The secretary general for the Tonga Red Cross, Sione Taumoefolau, told AFP that Tonga's, Hunga Tonga-Hunga Ha’apai volcanic eruption felt like a atomic bomb shaking the whole island, sending the Pacific nation to be faced with a problem of a shortage for drinking water.
The volcano explosion unleashed a tsunami isolating Tonga's main island off from the rest of the world due to a broken undersea communications cable.
He added : “The whole island shook because of the noise of the eruption but the worst part, for us, is the ash. Everywhere we are being covered by the ashes from the volcano,”.
UN crisis coordinator, Jonathan Veitch told AFP from Fiji, that their main concern now is providing drinking water supplies for thousands of people who fear the contamination from ash.
He added that before the eruption, most Tonga citizens depended on rainwater". He says: "If it’s all made toxic by the ash, then they have a problem, unless they gain access to groundwater sources. Water testing has begun but it is vital for them to determine access to, and the location of groundwater sources".
The citizens are facing a massive cleanup project which renders the situation difficult having limited supplies and aid. Thus far, only the main runway was cleared of ash.
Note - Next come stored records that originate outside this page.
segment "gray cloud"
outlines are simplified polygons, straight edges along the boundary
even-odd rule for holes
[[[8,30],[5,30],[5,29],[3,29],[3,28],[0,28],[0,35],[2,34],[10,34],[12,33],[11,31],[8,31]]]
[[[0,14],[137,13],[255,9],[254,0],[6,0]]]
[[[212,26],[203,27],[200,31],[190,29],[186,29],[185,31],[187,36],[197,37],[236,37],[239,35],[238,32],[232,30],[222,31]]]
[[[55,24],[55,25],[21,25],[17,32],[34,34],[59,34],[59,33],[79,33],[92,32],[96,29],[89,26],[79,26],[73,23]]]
This made leeway for military aid flights from Australia and New Zealand on Thursday and Friday, despite poor communications, distance and attempts to prevent Covid access.
Foreign aid is also influencing the current outbreaks of Covid omicron.
The government has completed a full assessment of the disaster and is currently investigating safe measures to bring aid workers into the country.
Three people have been confirmed dead while there is no evidence of further casualties sustained. Furthermore, beyond the total destruction, the extent of damage is yet to be assessed. In the meantime, people whose homes on the outer islands were destroyed, were evacuated to the larger island of Nomuka.
New Zealand’s HMNZS Aotearoa aided in Tonga, carrying a supply of fresh drinking water to the capacity of 70-75,000 litres of water per day.
The Australian aid ship, HMAS Adelaide, with UNICEF has sent a large number of of water and sanitation hygiene kits as well as equipment to treat the water.